Africa in Our Lives: Edward L. Powe

While Edward Powe’s interest in Africa and the tropical world dates back to his graduate studies, creative endeavors like the development of his NGO and promotion of a Zulu board game suggest his interest does not run dry.

“Africa is a huge continent that is home to a plethora of interesting peoples, languages, and cultures.” – Powe (Photo courtesy of Edward Powe)

Hometown: Paterson, New Jersey
Field of study:  Ph.D. in African Languages & Literature (with specialization in Hausa oral literature) from UW-Madison; Masters in Linguistics with minor in Arabic (Indiana University – Bloomington); B.A. (with distinction) in Spanish (minor in Portuguese) from University of New Mexico -Albuquerque

What brought you to Madison?

At the time, UW-Madison was the only university in the U.S. to offer a PhD in African Languages & Literature.

What inspired your interest in Africa?

Very little was taught about Africa in the schools I attended and, being a Black American, I was always interested in “the land of my ancestors.”

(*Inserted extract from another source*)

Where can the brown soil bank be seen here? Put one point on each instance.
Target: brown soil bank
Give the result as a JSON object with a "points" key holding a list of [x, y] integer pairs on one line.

Tell us a bit about your research interests:

Although I am very much interested in Africa, that interest is not limited to Africa per se. Indeed, I am interested in the entire tropical world – that is, the region lying between the tropics of Cancer and Capricorn. I have traveled to many places in that zone to conduct research and have studied 16 different languages resulting in over 110 publications (for which this archive is not yet updated:, half of which can be borrowed from UW’s Memorial Library. Lately I have been working on two intended publications: Three Countries Called Guinea  and The Lore of the Portuguese Speaking World; but that project has been interrupted because I recently have been contracted to work on a KiSwahili Literacy project with Curriculum Concepts International (CCI), a project to which I am dedicating most of my time.

What was the motivation behind the creation of your board game, and (generally) how is it played?

Powe stands with winners of an umlabalba tournament sponsored by the BLAC Foundation in Malabo, Equatorial Guinea. (Photo courtesy of Edward Powe)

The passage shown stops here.